Incorrotta dall’opinione della stampa, Harry trova per la prima volta una donna senza pregiudizi su di lui, che non conosca già tutti i suoi dolori, errori e privilegi. Come è possibile che Meghan – per altro molto attenta al sociale – non abbia mai aperto un giornale che esibiva in copertina la faccia di Harry? Difficile crederci.
E così, pagina dopo pagina, diventa sempre più chiaro l’intento che ha spinto Harry a scrivere questo libro: raccontare, sì, ma tirando l’acqua al suo mulino. Ripercorrere le tappe della sua vita per rinfacciare al mondo il suo “svantaggiato” punto di vista.
Harry non manca mai di autoritrarsi come una vittima: di suo fratello, che tenta a tutti i costi di controllarlo. Di suo padre, che non gli regala abbastanza considerazione. Della stampa, la stessa che ad oggi gli garantisce la sua unica entrata economica.
Il rapporto con la stampa è un filo rosso che lega tutti e tre i capitoli: non perde occasione di ribadire quanto i giornalisti inglesi siano invadenti, pronti a vendere l’anima al diavolo pur di rovinargli la vita e strappargli una foto mentre tutto cade a rotoli. A loro va la colpa di un’esistenza senza privacy, dei suoi amori mai iniziati, della depressione di sua moglie e della morte di sua mamma.
Il Duca di Sussex condanna più volte il patto segreto che da secoli tiene in equilibrio il rapporto tra la famiglia reale inglese e la stampa: “Never complain, never explain”, ossia “Mai lamentarsi, mai spiegare”.

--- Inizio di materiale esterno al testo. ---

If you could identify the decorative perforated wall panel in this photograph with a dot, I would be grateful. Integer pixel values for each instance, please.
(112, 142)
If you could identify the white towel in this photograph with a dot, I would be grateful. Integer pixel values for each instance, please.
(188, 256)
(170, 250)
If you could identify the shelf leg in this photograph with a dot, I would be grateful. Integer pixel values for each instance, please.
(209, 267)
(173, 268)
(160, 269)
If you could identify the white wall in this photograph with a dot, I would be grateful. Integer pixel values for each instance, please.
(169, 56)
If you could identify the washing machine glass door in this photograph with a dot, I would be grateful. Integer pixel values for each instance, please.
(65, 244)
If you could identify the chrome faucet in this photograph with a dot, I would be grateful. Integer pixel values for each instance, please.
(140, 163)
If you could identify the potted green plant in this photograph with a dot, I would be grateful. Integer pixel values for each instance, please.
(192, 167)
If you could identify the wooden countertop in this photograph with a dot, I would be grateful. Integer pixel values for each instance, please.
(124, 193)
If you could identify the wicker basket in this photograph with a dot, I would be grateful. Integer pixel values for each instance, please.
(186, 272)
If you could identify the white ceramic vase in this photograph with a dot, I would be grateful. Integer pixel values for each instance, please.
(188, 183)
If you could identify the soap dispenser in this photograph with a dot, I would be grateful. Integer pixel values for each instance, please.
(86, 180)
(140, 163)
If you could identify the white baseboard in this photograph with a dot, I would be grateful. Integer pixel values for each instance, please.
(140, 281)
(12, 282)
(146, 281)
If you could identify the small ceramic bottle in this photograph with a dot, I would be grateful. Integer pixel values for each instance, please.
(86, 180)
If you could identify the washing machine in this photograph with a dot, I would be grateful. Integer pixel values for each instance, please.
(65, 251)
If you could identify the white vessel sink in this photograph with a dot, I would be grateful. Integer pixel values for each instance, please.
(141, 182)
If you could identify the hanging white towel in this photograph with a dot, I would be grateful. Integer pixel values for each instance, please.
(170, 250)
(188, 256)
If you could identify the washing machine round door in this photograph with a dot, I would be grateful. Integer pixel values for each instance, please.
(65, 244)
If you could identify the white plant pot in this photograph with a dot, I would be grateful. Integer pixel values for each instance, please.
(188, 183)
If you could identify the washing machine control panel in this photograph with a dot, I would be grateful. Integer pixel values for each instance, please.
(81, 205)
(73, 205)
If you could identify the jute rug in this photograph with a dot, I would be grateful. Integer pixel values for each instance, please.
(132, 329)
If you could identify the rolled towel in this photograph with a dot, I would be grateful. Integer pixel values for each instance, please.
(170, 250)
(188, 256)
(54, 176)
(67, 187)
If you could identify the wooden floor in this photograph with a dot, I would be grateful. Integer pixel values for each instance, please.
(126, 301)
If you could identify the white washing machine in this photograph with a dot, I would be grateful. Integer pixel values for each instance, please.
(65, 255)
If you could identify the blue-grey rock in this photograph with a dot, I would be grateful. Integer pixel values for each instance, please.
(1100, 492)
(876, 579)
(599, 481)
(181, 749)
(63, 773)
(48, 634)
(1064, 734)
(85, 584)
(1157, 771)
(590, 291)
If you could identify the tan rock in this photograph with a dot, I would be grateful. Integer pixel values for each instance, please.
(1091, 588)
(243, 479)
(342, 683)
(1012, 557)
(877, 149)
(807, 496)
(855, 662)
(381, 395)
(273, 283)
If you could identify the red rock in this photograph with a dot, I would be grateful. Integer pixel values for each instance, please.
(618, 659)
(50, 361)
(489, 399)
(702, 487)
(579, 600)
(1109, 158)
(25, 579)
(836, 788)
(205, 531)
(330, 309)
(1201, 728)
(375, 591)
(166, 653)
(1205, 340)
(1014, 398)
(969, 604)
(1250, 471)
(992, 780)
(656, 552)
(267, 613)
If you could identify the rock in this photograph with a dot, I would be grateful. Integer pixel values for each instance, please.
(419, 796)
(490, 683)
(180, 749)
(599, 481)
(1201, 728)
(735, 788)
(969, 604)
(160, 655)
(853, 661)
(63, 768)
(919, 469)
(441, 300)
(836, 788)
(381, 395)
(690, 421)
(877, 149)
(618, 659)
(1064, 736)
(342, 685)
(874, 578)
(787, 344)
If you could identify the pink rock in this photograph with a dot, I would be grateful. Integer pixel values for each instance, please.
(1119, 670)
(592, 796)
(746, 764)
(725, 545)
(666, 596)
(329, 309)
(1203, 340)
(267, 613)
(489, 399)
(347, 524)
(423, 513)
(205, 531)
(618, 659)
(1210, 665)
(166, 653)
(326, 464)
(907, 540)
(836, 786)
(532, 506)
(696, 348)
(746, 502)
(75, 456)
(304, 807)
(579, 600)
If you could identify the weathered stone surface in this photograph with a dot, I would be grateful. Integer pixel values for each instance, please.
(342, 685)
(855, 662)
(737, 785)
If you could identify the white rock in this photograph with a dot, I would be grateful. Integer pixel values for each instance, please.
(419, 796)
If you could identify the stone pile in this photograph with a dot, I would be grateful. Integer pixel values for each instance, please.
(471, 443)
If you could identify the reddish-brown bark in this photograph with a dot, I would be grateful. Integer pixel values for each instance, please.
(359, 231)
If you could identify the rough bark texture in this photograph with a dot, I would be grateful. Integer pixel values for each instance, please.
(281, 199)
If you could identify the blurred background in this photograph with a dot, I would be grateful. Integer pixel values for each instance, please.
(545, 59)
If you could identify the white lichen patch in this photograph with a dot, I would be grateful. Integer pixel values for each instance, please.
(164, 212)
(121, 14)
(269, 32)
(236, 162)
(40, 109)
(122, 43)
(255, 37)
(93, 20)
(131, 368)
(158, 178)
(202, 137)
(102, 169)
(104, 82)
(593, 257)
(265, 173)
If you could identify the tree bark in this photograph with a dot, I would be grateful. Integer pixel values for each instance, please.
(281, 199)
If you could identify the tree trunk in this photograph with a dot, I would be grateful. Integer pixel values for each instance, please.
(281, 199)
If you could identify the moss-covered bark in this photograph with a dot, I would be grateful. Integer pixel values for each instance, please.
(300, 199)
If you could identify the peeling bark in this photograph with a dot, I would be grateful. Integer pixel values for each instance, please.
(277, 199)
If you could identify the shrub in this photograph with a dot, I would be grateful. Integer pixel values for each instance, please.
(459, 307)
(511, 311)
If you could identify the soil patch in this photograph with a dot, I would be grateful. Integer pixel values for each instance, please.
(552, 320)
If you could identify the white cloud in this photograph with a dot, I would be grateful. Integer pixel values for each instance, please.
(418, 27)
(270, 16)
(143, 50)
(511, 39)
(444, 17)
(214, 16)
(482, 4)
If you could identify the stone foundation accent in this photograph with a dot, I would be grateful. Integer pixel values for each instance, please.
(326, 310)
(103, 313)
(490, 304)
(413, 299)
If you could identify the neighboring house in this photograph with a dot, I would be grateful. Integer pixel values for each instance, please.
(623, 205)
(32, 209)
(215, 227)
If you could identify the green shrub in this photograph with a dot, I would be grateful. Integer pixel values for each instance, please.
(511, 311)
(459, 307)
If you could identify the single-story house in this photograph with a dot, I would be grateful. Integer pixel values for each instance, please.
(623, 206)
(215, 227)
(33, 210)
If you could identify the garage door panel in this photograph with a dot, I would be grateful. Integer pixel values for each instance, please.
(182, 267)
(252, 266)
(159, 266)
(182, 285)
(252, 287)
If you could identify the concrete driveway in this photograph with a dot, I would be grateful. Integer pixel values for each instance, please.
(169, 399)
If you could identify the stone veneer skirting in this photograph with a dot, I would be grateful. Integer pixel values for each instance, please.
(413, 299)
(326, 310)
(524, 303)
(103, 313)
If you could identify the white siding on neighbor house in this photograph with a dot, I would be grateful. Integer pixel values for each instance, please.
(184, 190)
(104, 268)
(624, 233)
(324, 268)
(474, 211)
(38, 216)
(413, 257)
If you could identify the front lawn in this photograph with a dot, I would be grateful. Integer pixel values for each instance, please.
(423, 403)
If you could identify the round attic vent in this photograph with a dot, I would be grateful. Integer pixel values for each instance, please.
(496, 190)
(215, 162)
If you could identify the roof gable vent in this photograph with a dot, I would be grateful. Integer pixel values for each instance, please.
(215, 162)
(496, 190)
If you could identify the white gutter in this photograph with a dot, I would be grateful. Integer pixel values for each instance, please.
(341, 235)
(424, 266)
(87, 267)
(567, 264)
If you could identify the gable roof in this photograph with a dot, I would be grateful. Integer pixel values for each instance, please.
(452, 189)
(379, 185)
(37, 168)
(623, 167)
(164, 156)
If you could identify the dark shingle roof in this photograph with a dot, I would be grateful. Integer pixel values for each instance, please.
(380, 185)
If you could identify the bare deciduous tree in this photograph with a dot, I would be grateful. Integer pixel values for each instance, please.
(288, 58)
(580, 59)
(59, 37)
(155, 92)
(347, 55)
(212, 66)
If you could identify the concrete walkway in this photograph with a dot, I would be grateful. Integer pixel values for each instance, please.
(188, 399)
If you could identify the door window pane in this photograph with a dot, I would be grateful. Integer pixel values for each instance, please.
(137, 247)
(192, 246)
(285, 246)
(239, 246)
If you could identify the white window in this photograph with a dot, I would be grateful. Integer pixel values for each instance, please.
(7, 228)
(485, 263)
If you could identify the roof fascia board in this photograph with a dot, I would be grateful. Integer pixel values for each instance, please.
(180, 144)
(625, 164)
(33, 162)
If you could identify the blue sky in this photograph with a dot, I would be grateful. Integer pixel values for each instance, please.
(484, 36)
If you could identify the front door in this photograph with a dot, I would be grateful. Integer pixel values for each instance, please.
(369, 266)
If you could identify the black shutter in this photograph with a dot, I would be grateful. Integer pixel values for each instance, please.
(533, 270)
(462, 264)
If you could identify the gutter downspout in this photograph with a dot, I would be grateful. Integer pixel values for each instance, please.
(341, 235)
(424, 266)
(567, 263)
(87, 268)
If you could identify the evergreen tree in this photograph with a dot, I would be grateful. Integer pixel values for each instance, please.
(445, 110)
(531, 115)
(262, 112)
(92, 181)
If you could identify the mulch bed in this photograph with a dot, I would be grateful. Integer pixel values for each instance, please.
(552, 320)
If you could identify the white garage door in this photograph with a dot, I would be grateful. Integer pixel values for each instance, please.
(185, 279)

Spiega che avrebbe voluto una reazione da parte della sua famiglia difronte agli insulti riservati a Meghan, o almeno la possibilità di reagire lui stesso. Invece, vittima (ancora) di quel tacito accordo stretto tra Royal Family e media, ha ingoiato bocconi amari più di quanto desiderasse.
Nonostante questo, con la pubblicazione di Spare svende alla stampa la storia della sua vita, fornendogli materiale su cui continuare a fare ciò che ha sempre detestato: parlare di lui.
Harry odia i media, non si trattiene dall’insultare i giornalisti – talvolta accompagnati da nome e cognome – eppure oggi gira i salotti televisivi americani per raccontare la sua versione della storia e assicurarsi un’entrata economica.
Insomma, lavora con i propri nemici e, chiariamo, non ci sarebbe niente di male nel trasformare ciò che ti ha fatto soffrire in un punto di forza, o addirittura servirsi dei propri bulli per riempirsi le tasche.
Sarebbe un modo geniale ed egoistico di vendicarsi, se non fosse che Harry continua ad avere questo atteggiamento passivo aggressivo nei loro confronti. Se non fosse che continua ad atteggiarsi da vittima, nonostante oggi impugni anche lui il manico del coltello.
Sarebbe stato bello se nel libro avesse riservato spazio al racconto della sua rivincita, in cui spiegare il legittimo schema che sta utilizzando oggi: sfruttare la stampa per i propri interessi.
Invece, così come nel documentario Netflix, anche questa volta Harry ha preferito lasciarsi andare all’autocommiserazione, raccontando una storia che pecca di slancio vitale e personalità.